You shall know them by their fruit

As we wrap up a month of reflections this scripture lingers over me.   We’ve reflected on 2020 and the unexpected challenges it brought and continues to bring.  We reflected on offering hope and peace to a hurting world.  We reflected on the people who have impacted our stories and how we impact others.  And we reflected on the ways God awakens our hearts, inspires us, grows us, calls us to find balance.

And today, He calls me to Galatians, where I am reminded “the fruit of the Spirit is love, joy, peace, forbearance, kindness, goodness, faithfulness, gentleness and self-control.” and I am asked to take a look at how I am doing in these areas.”

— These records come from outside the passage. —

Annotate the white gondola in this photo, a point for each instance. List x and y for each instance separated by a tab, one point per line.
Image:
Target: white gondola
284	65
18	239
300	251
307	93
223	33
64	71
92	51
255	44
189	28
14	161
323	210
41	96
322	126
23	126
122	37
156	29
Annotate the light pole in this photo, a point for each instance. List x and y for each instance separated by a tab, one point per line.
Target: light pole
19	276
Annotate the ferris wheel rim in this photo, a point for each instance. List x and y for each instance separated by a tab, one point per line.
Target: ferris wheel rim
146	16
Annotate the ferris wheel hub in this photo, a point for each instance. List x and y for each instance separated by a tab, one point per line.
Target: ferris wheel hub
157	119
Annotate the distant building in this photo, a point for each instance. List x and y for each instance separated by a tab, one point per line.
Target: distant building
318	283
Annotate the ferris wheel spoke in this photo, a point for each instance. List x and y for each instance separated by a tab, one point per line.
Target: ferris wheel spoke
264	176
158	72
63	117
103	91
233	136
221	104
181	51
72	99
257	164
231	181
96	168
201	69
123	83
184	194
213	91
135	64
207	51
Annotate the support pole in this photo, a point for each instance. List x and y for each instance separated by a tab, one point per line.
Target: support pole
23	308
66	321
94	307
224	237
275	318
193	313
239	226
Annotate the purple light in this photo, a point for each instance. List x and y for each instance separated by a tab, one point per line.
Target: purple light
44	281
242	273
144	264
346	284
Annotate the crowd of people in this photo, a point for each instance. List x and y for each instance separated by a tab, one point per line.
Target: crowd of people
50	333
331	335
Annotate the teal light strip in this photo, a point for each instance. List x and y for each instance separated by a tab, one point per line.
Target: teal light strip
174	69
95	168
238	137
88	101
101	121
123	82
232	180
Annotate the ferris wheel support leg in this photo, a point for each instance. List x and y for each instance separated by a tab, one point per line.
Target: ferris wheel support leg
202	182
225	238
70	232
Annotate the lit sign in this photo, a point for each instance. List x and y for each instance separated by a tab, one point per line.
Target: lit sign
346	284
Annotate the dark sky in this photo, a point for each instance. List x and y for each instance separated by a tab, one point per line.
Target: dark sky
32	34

The truth is that that answer changes daily and by circumstance.  It shouldn’t.  If I stand firmly in the knowledge God is good, and God is still on the throne, and God has a plan for my life, and all the other truths that we as Christians profess, then no matter what is happening in my home, my church, my country, or my world, I should see the fruit of the Spirit regardless of circumstances. 

And sometimes I do.  And sometimes I do not.  I am still broken, but I am less broken today than yesterday.  I am still wounded, but I am less wounded than yesterday.  I produce fruit that doesn’t make the list; judgement, criticism, shame, anger, frustration, but I produce less today than yesterday.  

Today, as I reflect on a life of walking with Jesus, that is the win.  Every year, I pray I am less of me and more of Him.  I pray the same for you.  That we would trade hate for love, sadness for joy, anxiety for peace,  striving for patience, judgement for kindness, evil for good, distraction for devotion, harshness for gentleness, and gratification for self control, and that each step we take in growing to be more like Jesus, we are able to share His fruits with a hurting world.  A giant fruit salad if you will,  for all of us to enjoy together.

 

Seen & Unseen

My former Pastor died unexpectedly. 

Shortly before Christmas.

Admittedly, I hadn’t seen him or heard from him in over 20 years.  My oldest child was a newborn when we last visited him, from our home in Washington State, at his church in Idaho.  Not the church he pastored when I met him in California, we had both moved on.  After that, we moved on again.  My husband and I to Alaska, where a new career and eventually another child awaited, then eventually to Colorado where almost 20 years passed and two more children were added to our family.  I don’t know exactly what he did next or where he went.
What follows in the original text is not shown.